[net.rumor] CCI Bought out????, competing with NBI

luscher@nicmad.UUCP (05/21/85)

> > > anyone hear about Computer Consoles, Inc. being bought out by
> > > Phillips Corp. (no, not the Milk of Magnesia people, the
> > > stereo people).????
> > > 
> > Hmm, I thought NBI got them.
> 
> Nope, the NBI deal got nixed (corporate style problems, from what
> the local Rochester papers said).
>
	In the WSJ of last Friday there was an article stating that
CCI is entering the word-processing business (NBI's turf).  Revenge?


-- 
Jim Luscher / Nicolet Instruments / Oscilloscope Div.
5225 Verona Rd Bldg-2 / Madison Wi 53711 USA / 608/271-3333x2274

guy@sun.uucp (Guy Harris) (05/27/85)

> 	In the WSJ of last Friday there was an article stating that
> CCI is entering the word-processing business (NBI's turf).  Revenge?

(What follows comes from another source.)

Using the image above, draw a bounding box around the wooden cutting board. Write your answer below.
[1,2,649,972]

The article was posted May 20th; I checked the May 17 Wall Street Journal
and the only mention of CCI was in "Business Briefs", discussing the annual
shareholder's meeting.  It said they sold a Power 6/32 to Lucasfilm for
"special motion picture effects".  Nothing about "entering the
word-processing business".

At this point, entering the word-processing business (as opposed to the
office automation business, which CCI has been in for the past couple of
years) is sort of like entering the plug-compatible business for large IBM
machines without 31-bit addressing; there may be some market but it's not
really growing.  Dedicated word processors are still being sold, but since
a dedicated word processor is just a microcomputer system which only has
text-editing (and maybe some simple database and report-writing) software,
most word processing systems are just word processing programs on
general-purpose computers.  You get something that's just as good as the
dedicated word processors *and* it can run 1-2-3, or Multiplan, or Unify,
or....  CCI has had a full-blown WYSIWYG word processor in their OA offering
for the past couple of years (either that or I spent the last two years at
CCI writing and extending something that doesn't exist).

NBI is also trying to expand into the general OA market; the merger with CCI
may have been intended to strengthen both companies' position in that
market.  If CCI cares about the pure typing-pool or one-or-two-machine
secretarial WP market, they're crazy; most of the big OA names are selling
large office computer systems and/or PCs (IBM, DEC, Data General, Wang, ...)
and that's what CCI's systems (both hardware and software) are like.

	Guy Harris

rick@ccicpg.UUCP ( Rick Paul) (05/29/85)

> 	In the WSJ of last Friday there was an article stating that
> CCI is entering the word-processing business (NBI's turf).  Revenge?

A part of CCI has been in the "word-processing" (actually integrated office
automation) business for some time now.